Tõnu Õnnepalu’s (b. 1962) short
Border State (1993, English 2000), a confession of sorts, is yet another novel of a foray into the wide open West from the previously isolated East as the overwhelmed narrator describes going to Amsterdam and Paris and the crime he committed there. The more substantial
Radio (2002, English 2014) is a closer exploration of Estonia, its narrator returning to his homeland after a decade in Paris but still finding himself on a journey of self-discovery. A significant aspect of both novels is the narrator’s homosexuality and his efforts to come to terms with it.
KEEP IN MIND
• Jaan Kaplinski’s (b. 1941) autobiographical The Same River (2007, English 2009), set in the 1960s, is the first work of fiction by this major poet available in English.
• Enn Vetemaa (b. 1936) made only a barely noticed appearance in English, but his Three Small Novels (English 1977), published by Moscow’s Progress Publishers, rates a second look.
• Andrus Kivirähk’s (b. 1970) The Man Who Spoke Snakish (2007, English 2015) is a fantasy novel that is an allegory of ancient traditions and changing times.
LATVIA
Very little Latvian literature has been made available in English, even after the country regained its independence. Despite spending decades in exile in the United States, the works of the prolific Anšlavs Eglītis (1906–1993) are essentially unknown there, and almost none have been translated. Alberts Bels (b. 1938) has fared somewhat better, at least in regard to his earlier works. The 1980 volume that includes both The Voice of the Herald (1973) and The Investigator (1967) is a Soviet-era Progress Publishers production, but at least The Cage (1972, English 1990) was published in Great Britain. Both The Investigator and The Cage use some of the devices of the traditional mystery novel, but Bels clearly is addressing Soviet conditions, especially in the very obvious allegory of The Cage, in which the protagonist finds himself literally caged.

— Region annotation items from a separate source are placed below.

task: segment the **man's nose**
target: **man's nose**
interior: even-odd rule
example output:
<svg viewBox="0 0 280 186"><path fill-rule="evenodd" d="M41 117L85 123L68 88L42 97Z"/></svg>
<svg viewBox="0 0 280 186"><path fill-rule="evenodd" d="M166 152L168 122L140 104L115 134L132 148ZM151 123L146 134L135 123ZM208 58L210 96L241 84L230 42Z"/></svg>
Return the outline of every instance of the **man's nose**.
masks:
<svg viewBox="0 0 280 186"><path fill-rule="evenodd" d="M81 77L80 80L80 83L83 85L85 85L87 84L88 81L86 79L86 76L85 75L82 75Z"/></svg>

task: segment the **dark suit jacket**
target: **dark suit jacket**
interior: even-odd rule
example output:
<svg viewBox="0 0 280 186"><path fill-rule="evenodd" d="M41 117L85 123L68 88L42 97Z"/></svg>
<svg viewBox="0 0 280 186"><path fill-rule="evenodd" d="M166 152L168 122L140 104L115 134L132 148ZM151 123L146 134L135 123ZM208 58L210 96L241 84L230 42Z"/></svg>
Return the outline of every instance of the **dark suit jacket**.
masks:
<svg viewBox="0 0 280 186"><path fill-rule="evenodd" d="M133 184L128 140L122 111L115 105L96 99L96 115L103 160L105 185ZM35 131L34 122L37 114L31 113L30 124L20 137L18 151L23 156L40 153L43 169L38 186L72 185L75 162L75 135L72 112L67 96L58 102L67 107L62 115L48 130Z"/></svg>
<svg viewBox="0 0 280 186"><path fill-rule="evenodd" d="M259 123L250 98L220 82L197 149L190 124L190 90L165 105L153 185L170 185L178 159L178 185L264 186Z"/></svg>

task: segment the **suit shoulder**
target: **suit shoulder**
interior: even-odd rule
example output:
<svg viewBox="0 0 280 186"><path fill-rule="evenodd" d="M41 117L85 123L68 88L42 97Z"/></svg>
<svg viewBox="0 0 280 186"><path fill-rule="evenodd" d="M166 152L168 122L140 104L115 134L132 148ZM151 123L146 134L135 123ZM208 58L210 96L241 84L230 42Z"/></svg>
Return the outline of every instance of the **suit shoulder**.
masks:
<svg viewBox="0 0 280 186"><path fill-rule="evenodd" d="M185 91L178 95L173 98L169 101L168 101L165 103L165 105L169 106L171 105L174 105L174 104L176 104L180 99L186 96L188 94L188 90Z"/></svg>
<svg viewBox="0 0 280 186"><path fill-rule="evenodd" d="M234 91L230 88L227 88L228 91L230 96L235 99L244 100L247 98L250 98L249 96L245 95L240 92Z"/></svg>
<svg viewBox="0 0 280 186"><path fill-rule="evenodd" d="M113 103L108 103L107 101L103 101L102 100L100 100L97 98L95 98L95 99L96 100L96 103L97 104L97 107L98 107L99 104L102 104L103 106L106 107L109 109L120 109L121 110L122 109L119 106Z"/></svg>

The first novel from independent Latvia to appear in English is by the talented Inga Ābele (b. 1972). Her decade-spanning High Tide (2008, English 2013) is a formally creative narrative that essentially unfolds backward.
LITHUANIA
The one Lithuanian work of fiction to find a wider international readership is
Icchokas Meras’s (1934–2014)
Stalemate (1963, English 1980), a novel about the Vilnius ghetto during the Nazi occupation. It both evocatively portrays ghetto life and creates considerable tension with the obscenely high-stakes chess game that runs through it between the Nazi commandant Schoger, who oversees the ghetto with an iron hand, and a teenage prodigy. Despite this novel’s international success, none of Meras’s other works has been translated.
Ričardas Gavelis’s (1950–2002) Vilnius Poker (1989, English 2009) is one of the last big books describing the absurdities of the Soviet system. It is a groundbreaking work of Lithuanian literature, the great city-novel of Vilnius in the Soviet era. It is a harsh, almost reckless portrait of an overwhelmed and paranoid people and city, with an ugly omnipresent outside force determined to abase it further—symbolic of forces like the KGB but also simply the population’s broken spirit and what the citizens have become. This fragmented novel has several perspectives, each narrator barely able to see anything beyond the present, all of their hopes more or less abandoned.
WAIT FOR IT
• Jurga Ivanauskaitė (1961–2007) was the leading younger author in Lithuania, whose novels are creative takes on local conditions as well as numerous Tibet-inspired works. None of her fiction is available yet in English.